Een kleine vrijheidsstrijder. Dat is hij, die spruit van mij. De overheerser? Die overbezorgde moeder die maar bedenkelijk kijkt als hij voorstelt alleen naar huis te komen na school. 

We deden het geleidelijk. Ik wachtte hem niet langer aan de schoolpoort op, maar liet hem met de rij naar de kerk wandelen. Al gauw ging hij méér eisen. Zo schoven we langzaam op. Ik ontmoette hem steeds verder van school en dichterbij huis, tot hij uiteindelijk het hele stuk alleen liep, op een pad vol avontuur. 

Onderweg ontmoet hij klimbomen, verstop-struiken, grasvelden vol waterplassen, een speelterrein te midden het groen. Soms treft hij er - o zo toevallig - zijn grootouders op een bankje die een glimp van hun kleinzoon willen opvangen na school.
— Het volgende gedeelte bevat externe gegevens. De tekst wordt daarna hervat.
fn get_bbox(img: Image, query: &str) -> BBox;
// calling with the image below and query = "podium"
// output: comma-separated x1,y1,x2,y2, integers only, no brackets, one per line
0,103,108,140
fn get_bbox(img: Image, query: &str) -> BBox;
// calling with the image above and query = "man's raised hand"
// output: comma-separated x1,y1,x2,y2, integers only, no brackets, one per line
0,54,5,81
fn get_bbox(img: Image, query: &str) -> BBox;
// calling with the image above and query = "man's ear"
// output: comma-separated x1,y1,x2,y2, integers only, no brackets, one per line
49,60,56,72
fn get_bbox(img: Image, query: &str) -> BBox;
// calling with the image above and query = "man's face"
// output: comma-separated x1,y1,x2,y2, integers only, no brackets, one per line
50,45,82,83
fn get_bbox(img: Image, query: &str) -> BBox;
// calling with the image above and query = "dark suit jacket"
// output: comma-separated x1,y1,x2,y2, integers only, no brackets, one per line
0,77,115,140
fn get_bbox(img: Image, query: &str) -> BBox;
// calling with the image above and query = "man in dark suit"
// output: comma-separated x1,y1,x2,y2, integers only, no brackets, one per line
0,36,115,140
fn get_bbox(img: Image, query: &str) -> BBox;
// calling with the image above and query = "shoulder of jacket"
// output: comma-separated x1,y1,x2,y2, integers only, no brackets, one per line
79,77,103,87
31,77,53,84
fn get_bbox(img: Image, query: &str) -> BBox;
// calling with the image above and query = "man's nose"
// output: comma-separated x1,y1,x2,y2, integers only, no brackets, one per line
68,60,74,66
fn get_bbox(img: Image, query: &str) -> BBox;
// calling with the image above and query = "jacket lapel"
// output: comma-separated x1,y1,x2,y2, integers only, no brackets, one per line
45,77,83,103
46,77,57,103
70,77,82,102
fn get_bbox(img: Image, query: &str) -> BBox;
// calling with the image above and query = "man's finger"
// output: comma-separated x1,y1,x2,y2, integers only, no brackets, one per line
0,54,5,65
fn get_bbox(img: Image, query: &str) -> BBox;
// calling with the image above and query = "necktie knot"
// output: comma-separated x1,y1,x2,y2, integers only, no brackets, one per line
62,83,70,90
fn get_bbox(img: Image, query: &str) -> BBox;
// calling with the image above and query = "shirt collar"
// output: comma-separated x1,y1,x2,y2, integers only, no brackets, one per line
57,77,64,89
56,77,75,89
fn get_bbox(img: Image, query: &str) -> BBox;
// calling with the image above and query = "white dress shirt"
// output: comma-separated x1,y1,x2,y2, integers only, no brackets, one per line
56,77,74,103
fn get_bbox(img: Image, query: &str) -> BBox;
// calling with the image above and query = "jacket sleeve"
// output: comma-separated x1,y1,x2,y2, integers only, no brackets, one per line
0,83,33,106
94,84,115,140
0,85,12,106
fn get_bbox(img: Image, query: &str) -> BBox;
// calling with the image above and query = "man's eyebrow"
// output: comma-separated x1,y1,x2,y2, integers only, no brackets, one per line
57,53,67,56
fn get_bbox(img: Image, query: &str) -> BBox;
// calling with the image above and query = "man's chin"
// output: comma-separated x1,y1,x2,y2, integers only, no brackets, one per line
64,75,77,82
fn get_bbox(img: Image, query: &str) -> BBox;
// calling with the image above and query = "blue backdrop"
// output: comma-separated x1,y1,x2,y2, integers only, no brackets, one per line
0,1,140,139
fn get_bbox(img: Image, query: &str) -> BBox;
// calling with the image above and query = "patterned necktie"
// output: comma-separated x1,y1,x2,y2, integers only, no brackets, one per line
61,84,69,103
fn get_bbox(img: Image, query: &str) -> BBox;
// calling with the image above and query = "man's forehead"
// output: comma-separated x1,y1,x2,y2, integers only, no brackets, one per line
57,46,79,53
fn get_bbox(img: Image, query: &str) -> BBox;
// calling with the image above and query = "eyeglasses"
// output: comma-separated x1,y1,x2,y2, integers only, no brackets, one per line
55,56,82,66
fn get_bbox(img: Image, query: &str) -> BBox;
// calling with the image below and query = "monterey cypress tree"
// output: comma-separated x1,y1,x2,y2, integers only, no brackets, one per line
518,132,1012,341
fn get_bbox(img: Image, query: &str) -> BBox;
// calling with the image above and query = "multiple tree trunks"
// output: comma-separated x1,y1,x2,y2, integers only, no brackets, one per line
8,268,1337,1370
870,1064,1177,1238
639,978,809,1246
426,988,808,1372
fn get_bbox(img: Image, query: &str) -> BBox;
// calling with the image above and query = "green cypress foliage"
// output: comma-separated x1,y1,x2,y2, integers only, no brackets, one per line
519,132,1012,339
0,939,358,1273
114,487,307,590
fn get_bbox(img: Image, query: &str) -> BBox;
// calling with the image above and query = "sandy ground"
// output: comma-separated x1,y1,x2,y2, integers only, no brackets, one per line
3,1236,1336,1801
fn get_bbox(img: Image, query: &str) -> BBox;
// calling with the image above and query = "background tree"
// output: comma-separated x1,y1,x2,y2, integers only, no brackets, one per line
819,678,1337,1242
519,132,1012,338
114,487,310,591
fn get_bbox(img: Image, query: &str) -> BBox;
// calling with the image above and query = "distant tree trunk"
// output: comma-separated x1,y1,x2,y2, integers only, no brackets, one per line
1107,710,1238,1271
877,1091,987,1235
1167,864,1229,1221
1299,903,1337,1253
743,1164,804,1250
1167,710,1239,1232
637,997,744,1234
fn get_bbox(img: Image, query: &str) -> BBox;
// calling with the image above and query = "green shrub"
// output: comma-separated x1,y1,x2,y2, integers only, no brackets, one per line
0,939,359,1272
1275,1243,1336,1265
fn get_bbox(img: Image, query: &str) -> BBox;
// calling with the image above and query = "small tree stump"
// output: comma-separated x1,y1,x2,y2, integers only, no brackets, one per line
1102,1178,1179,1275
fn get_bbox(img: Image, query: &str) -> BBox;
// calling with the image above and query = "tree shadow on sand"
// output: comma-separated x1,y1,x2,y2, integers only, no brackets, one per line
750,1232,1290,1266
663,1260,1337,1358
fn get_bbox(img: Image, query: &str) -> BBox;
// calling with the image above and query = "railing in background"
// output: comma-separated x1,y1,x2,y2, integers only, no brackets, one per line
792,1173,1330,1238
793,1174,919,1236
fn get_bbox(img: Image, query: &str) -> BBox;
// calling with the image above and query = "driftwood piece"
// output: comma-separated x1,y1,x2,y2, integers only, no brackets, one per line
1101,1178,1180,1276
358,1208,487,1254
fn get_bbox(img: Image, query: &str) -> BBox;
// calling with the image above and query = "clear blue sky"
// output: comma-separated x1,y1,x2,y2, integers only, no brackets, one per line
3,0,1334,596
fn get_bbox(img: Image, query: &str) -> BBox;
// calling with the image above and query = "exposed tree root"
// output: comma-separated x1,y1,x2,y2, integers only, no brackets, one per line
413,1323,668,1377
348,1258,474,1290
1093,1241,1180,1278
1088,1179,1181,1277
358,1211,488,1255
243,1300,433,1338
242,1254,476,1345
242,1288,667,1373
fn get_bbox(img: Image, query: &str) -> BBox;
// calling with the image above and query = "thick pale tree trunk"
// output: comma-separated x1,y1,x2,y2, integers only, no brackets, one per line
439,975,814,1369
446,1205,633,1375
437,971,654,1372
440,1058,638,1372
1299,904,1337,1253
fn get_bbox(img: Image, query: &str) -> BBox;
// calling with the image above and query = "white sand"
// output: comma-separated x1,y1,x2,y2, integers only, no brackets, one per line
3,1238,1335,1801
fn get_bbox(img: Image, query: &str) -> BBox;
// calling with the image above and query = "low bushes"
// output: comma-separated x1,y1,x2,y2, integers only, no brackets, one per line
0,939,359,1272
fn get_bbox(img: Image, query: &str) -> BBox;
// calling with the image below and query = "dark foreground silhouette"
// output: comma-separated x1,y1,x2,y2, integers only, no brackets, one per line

Na het obligate koekje-delen-met-moemoe-en-baba gaat het avontuur weer verder. Niet zelden komt hij thuis met een grote tak, natte schoenen, modder aan zijn broek en lichtjes in zijn ogen.

Terwijl ik hoofdschuddend zijn kleren in de was steek, moet ik stiekem ook glimlachen. Dat kind van mij mag zichzelf gelukkig prijzen, want ik weet heel goed: niet alle kinderen hebben dat geluk. 

Nog maar een paar weken geleden las ik een oproep van een directeur op zoek naar financiële ondersteuning voor een school vol kinderen die opgroeien in ‘vaak moeilijke omstandigheden’. ‘Kleine huisvesting, kansarmoede, vluchtproblematieken, … zijn begrippen waarmee de kinderen in deze wijk dagelijks geconfronteerd worden,’ schrijft de directeur in kwestie. Bovendien ligt de school ‘verstopt tussen de hoogbouw’. In tegenstelling tot mijn eigen zoon, gaan kinderen als deze niet wekelijks naar het lokale stadspark, simpelweg omdat er geen park ís. Nochtans zijn het net deze kinderen die nood hebben aan toegang tot publieke groenzones. 

In 2019 publiceerde het Steunpunt tot bestrijding van armoede een rapport over duurzaamheid en armoede. ‘Voor wie in een enge sociale woning leeft, zonder ruimte en zonder tuin, is de nabijheid van groene ruimte essentieel,’ stellen ze. Volgens cijfers van Statistiek Vlaanderen hebben ruim 6 op 10 Vlamingen toegang tot wijkgroen binnen 800 meter loopafstand. Echter, dat aantal neemt af en is niet evenredig verdeeld over Vlaanderen. Zo scoort West-Vlaanderen opvallend slechter dan Limburg. Bovendien behoor ikzelf tot die 6 op 10, terwijl ik thuis ook nog eens over een privé tuin beschik. Ik ben dus dubbel gezegend, terwijl mensen in kansarmoede vaak dubbel berooid zijn. Terwijl ik zowel in tuin als park kan vluchten voor de hitte, zit de armere bevolking ‘s zomers te stoven tussen warm beton. Terwijl ik mijn longen twee keer kan volzuigen met gefilterde lucht, krijgt de armere bevolking volop fijn stof binnen. Terwijl mijn zoon zijn vriendjes kan entertainen in park én tuin, zitten kansarme kinderen op een kluitje op het asfalt. 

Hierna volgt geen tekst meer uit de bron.